Venues in Melbourne are banning mobile phones or placing stickers over phone cameras in a bid to get patrons to switch off from technology and connect with each other.
Bar Le Splendide in South Yarra issues customers with a red heart sticker to place over the lens on their phones as part of a growing backlash against phone use.
Le Splendide bar manager Jimmy Pluet with co-owner Jean-Paul Prunetti at the bar which requires patrons to put a sticker over their mobile phone camera. Credit: Eddie Jim
Venues including Sanctum private members club and Sense of Self bath house restrict mobile phone use, while some performers and musicians are also trying to make gigs phone free.
Rock band Tool implemented a no phone policy at the Good Things Festival earlier this month and Ian Moss banned fans from taking photos and filming footage on his national tour this year.
“Be present and enjoy the performance with your eyes,” Moss said to fans before his tour.
Le Splendide owner Jean-Paul Prunetti said the bar’s policy was a response to a feeling that phones were increasingly dominating restaurants and bars.
“A lot of people basically don’t like to have their photo taken when they go to a venue for a private reason,” he said. “Most people are really actually happy not to have to worry about their phone. People are a bit more engaged to talk to each other.”
Prunetti also owns restaurant France-Soir, next door to Le Splendide, and said he was concerned about the impact of phones on conversation and connection.
“Sometimes a couple or even two couples in a table of four, they are basically all on their phone, and they basically don’t talk,” he said. “They’re somewhere else, even though they are present at the restaurant.”
At private members club Sanctum, which opened in the ground floor of the Pullman Hotel in September, members are asked not to take photographs on their mobile phones and “phone booths” are provided for people to speak on their mobile phones so they do not disturb other members.

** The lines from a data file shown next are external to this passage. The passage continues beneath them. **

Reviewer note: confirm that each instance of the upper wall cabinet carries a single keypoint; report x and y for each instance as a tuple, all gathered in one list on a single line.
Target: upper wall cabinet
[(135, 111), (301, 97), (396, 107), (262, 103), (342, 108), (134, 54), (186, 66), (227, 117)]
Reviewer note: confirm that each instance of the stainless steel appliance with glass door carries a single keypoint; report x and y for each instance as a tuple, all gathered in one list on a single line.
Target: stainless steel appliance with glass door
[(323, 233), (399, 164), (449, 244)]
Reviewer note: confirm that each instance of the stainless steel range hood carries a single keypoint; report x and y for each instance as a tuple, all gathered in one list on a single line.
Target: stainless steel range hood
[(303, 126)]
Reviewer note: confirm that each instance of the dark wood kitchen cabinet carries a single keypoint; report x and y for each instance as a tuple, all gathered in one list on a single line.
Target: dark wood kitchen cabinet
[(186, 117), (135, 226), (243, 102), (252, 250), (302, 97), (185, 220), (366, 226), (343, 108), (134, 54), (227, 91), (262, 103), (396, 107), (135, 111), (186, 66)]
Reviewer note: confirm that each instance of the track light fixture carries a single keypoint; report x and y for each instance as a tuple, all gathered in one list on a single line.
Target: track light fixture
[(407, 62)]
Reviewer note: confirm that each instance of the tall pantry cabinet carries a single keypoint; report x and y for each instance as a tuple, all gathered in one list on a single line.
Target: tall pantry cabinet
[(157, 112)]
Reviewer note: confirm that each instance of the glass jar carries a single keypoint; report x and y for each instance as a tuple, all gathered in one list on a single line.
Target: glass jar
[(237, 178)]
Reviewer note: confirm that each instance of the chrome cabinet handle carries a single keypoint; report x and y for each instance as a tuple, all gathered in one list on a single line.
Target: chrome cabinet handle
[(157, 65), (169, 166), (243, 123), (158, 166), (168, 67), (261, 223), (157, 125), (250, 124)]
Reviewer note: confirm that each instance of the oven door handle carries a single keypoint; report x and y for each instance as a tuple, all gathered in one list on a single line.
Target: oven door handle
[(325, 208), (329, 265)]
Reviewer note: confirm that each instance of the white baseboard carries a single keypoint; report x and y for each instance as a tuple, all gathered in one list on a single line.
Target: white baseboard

Red heart stickers are placed on patrons’ phone cameras at Le Splendide. Credit: Eddie Jim
Phones are banned entirely at Collingwood bathhouse Sense of Self and owner Freya Berwick said this was integral to the space being an antidote to people’s increasingly busy and “over connected but disconnected lives”.
“It was hard to enforce in the beginning, particularly when we opened, because everyone wanted to take pictures,” she said. “Our tendency of experiencing something that we are excited about is to get our phones out now and to capture it.”
However, Berwick said strictly enforcing the phone ban made the bath house a calmer and more relaxing place for everyone.
“People being on their phones disrupts their own experience and ability to drop into their body and just be present,” she said.
Le Splendide patrons are talking more now that they are off their phones. Credit: Eddie Jim
The backlash against phones is coming to nightlife as well, with clubs around the world trying to tackle the issue of dance floors filled with people taking selfies or filming rather than dancing.
Berghain in Berlin, House of Yes in New York and Hi in Ibiza have all implemented a version of a “no phone” rule barring clubbers from filming and taking photos inside.
Brad Marshall, a psychologist and director of the Internet Addiction Clinic, said restricting or banning phone use was a practical way for venues to embrace human experience.
“Oxytocin, the feel-good chemical and the love and connection chemical, can only really be elicited in big doses through face-to-face social interaction, not through online,” he said. “I think what we’re seeing more and more, is some novel ways of live venues trying to fight back for that.”
Marshall said this was likely to be a growing trend in the food and dining space.
“Are you at a bar or are you at a restaurant to be there and connect with your friends?” he asked. “Or are you there to walk into that restaurant and see all of your friends just on their phone?”